After Air Force One landed in Arkansas, "Under the wing, McClellan goofed with Reuters' Steve Holland, who was talking on his cell phone. Scott leaned in close to the phone and said loudly: 'Who are you talking to!?' It marked the 627th time the phrase had been said -- all before 11 a.m."

See my "Snippy President" item in yesterday's column. For those of you who read it early, I updated it to reflect the fact that Bush's wrath was apparently triggered by correspondent Pete Yost having his mobile phone to his ear.

Late Night Humor

But my update was too late to prevent the incident from becoming fodder for the late-night comedians.

Via Reuters, this from NBC's "The Tonight Show with Jay Leno":

"Yesterday, President Bush got a little upset with a reporter for calling him 'sir' instead of Mr. President. Man, how upset is he going to be after the election when they start calling him 'George' again."

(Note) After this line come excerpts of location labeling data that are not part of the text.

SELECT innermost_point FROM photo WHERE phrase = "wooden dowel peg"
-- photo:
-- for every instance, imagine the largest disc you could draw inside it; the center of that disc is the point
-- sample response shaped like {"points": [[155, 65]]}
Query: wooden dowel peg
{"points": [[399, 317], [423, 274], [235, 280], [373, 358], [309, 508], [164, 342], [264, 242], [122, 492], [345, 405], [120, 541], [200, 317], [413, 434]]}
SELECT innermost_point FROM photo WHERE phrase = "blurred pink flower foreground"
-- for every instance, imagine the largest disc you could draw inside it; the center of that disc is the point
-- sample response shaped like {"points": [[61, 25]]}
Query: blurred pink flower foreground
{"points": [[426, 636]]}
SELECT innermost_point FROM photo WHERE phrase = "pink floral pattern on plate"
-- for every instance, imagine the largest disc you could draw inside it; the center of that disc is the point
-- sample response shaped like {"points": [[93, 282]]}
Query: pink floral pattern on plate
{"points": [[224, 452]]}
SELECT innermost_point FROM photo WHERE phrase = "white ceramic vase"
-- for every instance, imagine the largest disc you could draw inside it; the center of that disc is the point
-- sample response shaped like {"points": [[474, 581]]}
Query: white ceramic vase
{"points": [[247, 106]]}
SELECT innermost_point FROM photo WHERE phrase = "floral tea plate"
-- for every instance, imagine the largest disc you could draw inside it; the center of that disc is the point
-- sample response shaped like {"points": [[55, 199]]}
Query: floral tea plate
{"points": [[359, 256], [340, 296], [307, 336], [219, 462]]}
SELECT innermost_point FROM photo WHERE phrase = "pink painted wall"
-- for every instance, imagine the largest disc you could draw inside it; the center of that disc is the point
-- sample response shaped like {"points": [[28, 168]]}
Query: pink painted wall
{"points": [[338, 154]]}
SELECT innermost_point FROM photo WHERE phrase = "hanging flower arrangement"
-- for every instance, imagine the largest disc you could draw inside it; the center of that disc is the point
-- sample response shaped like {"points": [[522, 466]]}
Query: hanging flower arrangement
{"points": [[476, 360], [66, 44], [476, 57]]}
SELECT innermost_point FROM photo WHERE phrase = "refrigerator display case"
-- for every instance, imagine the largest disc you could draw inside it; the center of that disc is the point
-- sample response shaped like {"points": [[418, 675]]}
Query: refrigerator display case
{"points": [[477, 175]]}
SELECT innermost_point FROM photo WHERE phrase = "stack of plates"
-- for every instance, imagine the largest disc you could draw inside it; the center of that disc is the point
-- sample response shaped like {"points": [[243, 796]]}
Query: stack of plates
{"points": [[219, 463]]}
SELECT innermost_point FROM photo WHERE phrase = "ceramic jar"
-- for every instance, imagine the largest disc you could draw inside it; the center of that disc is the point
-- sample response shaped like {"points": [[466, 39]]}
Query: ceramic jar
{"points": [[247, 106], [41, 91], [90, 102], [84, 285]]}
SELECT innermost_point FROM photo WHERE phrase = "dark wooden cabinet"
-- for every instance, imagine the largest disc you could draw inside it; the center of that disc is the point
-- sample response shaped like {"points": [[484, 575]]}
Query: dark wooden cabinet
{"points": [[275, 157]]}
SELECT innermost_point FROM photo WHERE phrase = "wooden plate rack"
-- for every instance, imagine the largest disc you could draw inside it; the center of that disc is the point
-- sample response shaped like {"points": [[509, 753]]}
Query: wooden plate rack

Also, while we're at it: "Yesterday, Vice President Cheney threw out the first pitch at the Cincinnati Reds opening game. President Bush, he threw out the first pitch at the Cardinals game. It's nice to see they've got time for that kind of stuff now that everything in Iraq is under control."

And from CBS's "The Late Show with David Letterman":

"President Bush says he is looking forward to the testimony from Condoleezza Rice before Congress. Well it makes perfect sense you know, he wants to know what was going on too."